The exhibit emphasizes several aspects of Audubon’s development into a mature and sophisticated artist and entrepreneur, and also explores his growing awareness of the ecological consequences inherent in the unbridled exploitation of wildlife as resources (e.g., his comments on the destructiveness of “eggers”).
Also highlighted is the influence of other artists on Audubon’s work. The painting of the Golden Eagle (model for Havell Edition PL 181 Golden Eagle) is heroic in scope, and is often said to reference a painting of Napoleon by the French artist Jacques-Louis David. Audubon’s painting includes a tiny and precariously perched figure, obviously intended to represent the artist as he traverses a chasm with a dead Golden Eagle, presumably intended for the studio, strapped to his back. Although the figure is charming, it had no basis in experience, and Audubon cautiously instructed Havell to omit the figure from the plate, perhaps in the hope of eliminating a likely target for his many critics.
A poignant and beautiful portrait of a wounded gull is the basis of Havell Edition PL 241 Black-backed Gull. Also part of the exhibit is a very small painting of the gull’s foot, a painting that shows up in the plate as an added detail. The wall plaque for the gull painting identifies Audubon’s source for the main composition as the figure of Jesus in a painting by Peter Paul Rubens entitled “Descent From the Cross.”
Unlike the paintings included in Part I, many of the paintings in this exhibit include titles, part and plate numbers that would appear in the corresponding Havell Edition prints.
The exhibit includes two cases of additional material from the museum’s collection. The case shown above includes the copper printing plate for PL 138 Connecticut Warbler (far left, with finished plate shown to the right), an uncolored proof of PL 31 White-headed Eagle (center), and a pattern print (a watercolored print that was intended as a guide for colorists) of PL 188 Tree Swallow.

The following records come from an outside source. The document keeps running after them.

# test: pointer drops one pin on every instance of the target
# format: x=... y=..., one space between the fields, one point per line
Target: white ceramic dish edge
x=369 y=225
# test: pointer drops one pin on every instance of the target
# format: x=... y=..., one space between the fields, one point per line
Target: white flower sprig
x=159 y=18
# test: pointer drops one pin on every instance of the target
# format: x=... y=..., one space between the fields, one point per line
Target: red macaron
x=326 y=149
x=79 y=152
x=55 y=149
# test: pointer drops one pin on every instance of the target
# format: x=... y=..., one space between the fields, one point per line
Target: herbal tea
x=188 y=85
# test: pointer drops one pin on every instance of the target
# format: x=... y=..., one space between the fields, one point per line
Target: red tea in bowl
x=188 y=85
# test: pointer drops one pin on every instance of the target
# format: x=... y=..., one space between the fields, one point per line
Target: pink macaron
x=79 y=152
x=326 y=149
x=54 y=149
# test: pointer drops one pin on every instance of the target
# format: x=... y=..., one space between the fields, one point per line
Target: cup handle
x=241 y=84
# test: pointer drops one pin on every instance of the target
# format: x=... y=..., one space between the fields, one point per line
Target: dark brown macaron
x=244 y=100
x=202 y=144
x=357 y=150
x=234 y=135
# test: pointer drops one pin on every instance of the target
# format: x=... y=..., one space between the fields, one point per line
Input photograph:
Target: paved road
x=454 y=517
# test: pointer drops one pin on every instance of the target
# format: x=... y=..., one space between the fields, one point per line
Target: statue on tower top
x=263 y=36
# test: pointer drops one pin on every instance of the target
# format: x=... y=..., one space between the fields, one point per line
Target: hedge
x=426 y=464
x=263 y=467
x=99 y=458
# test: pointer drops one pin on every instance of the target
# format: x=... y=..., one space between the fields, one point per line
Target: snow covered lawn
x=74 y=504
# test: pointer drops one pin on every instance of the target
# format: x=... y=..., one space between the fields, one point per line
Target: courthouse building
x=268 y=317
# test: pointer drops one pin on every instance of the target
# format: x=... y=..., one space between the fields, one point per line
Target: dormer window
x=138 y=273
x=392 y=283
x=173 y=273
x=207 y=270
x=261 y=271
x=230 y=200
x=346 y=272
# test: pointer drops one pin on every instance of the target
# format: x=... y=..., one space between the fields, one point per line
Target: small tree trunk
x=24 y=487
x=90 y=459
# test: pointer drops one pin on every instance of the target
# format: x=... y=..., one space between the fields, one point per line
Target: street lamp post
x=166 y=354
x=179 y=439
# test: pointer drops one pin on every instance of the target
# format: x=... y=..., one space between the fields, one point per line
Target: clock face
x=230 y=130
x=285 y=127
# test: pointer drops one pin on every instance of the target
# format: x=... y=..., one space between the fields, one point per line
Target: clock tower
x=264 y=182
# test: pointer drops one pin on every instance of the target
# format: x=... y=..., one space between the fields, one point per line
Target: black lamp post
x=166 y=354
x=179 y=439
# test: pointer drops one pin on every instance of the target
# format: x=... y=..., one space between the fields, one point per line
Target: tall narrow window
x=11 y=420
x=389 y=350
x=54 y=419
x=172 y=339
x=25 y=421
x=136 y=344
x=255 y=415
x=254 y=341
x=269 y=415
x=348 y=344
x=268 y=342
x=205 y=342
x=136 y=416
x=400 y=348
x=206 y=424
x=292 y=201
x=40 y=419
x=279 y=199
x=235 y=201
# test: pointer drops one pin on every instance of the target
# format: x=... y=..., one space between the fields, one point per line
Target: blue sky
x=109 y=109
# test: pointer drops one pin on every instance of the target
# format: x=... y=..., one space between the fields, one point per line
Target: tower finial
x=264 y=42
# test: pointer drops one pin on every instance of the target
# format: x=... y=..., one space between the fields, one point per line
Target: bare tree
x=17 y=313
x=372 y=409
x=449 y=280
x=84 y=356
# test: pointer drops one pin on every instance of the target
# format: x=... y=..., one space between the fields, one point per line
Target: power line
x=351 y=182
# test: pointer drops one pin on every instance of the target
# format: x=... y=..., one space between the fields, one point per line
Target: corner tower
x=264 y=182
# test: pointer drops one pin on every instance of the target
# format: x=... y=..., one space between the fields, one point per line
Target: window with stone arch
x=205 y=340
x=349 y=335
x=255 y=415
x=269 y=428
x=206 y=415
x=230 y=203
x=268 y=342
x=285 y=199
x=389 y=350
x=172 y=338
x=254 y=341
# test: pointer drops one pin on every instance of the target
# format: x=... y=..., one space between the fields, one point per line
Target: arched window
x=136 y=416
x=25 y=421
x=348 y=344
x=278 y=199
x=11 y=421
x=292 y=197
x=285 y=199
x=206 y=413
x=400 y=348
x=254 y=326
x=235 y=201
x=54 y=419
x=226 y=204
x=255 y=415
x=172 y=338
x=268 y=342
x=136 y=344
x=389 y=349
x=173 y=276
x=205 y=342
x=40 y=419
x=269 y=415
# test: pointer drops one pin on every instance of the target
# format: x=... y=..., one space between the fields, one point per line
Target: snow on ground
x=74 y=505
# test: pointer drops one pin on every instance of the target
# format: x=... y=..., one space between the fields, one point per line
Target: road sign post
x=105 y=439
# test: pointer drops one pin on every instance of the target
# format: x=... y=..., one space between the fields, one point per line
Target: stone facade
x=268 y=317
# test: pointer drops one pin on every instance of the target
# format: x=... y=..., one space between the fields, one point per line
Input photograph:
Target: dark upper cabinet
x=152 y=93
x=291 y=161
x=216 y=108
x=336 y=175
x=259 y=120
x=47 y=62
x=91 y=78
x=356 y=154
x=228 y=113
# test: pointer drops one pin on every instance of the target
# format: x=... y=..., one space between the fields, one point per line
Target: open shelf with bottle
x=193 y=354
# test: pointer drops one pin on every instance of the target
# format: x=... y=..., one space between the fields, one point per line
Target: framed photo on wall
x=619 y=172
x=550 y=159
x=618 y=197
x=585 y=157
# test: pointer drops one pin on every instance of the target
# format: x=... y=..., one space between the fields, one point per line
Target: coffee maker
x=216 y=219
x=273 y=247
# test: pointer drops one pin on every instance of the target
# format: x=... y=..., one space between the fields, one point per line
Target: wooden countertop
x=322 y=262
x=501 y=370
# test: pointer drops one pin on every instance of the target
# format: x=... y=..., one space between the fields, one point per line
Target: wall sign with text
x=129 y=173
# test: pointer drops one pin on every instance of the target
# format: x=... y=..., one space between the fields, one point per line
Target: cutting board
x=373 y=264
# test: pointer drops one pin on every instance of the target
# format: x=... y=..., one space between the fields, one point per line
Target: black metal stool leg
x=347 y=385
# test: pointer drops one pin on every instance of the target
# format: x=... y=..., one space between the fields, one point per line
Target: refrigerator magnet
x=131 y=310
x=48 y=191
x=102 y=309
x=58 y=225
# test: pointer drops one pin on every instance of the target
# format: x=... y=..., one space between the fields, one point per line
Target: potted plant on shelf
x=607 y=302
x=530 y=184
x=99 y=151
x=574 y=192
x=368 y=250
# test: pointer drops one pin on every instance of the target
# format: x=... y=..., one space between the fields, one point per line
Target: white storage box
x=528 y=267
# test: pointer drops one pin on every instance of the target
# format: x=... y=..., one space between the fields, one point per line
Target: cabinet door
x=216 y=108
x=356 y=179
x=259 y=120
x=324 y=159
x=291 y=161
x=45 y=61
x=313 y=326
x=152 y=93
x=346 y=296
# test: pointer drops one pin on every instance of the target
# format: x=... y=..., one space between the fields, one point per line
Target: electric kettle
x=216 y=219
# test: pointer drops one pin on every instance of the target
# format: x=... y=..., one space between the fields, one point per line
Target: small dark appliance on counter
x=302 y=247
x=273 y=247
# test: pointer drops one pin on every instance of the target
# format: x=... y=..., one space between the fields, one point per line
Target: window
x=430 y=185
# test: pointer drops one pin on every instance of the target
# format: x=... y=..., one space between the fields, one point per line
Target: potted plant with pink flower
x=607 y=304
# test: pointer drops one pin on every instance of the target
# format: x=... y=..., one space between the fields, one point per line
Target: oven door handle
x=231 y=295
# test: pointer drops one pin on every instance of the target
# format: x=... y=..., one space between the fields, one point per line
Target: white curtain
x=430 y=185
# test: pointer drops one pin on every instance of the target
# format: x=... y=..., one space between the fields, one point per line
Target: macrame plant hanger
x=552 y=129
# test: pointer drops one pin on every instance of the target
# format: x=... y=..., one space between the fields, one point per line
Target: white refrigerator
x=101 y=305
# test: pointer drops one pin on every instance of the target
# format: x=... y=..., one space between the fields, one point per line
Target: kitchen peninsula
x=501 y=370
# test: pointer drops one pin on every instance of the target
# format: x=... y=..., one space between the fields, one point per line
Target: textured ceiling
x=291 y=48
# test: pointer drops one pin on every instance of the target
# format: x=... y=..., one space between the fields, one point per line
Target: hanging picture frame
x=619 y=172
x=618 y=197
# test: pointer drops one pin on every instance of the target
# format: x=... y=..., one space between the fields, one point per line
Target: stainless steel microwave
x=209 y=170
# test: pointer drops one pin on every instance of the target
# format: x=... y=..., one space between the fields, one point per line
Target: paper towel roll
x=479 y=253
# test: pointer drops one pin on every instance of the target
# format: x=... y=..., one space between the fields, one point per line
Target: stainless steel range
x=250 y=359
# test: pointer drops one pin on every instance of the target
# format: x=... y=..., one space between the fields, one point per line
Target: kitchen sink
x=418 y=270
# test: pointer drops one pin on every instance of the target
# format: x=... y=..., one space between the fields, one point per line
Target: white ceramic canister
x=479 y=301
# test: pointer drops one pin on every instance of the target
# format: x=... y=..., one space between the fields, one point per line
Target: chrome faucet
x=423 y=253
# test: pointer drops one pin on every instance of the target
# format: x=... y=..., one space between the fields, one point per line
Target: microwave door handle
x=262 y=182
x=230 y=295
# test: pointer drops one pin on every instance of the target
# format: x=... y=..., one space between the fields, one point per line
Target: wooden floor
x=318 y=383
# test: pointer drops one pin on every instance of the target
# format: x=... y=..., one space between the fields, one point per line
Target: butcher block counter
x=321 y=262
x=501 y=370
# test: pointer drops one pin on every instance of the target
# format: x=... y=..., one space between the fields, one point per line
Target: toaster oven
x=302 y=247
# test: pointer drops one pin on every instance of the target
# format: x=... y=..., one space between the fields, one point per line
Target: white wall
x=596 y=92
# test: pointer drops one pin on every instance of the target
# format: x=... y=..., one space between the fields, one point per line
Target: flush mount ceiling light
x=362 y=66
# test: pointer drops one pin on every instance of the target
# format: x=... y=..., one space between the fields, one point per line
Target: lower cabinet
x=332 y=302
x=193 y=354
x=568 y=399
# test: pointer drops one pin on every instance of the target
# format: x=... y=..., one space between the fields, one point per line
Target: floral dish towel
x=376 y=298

The uncolored print of PL 31 White-headed Eagle allows visitors to see and appreciate the subtlety and detail involved in printer Robert Havell’s work. The use of aquatint for the plates allowed a wide range of shadings that could not be achieved with more conventional etching techniques.
If you have a chance to make it to this exhibit, by all means GO! It is a worthy follow-up to the superb opening exhibit in 2013, and presages another important show in 2015. There is much of interest here, not only about Audubon, but about nature and the ways in which the world has changed since Audubon’s time. Also much appreciated is Olson’s commentary on the important contributions of Audubon’s printer Robert Havell, his artistic assistants (including Joseph Mason, George Lehman, Maria Martin, John Woodhouse Audubon and Victor Gifford Audubon) and his scientific collaborators (such as John Bachman and William MacGillivray). The exhibit makes clear that even though it took only a single mind to conceive the magnificent work that is The Birds of America, it took many talented hands to bring the concept to its full fruition.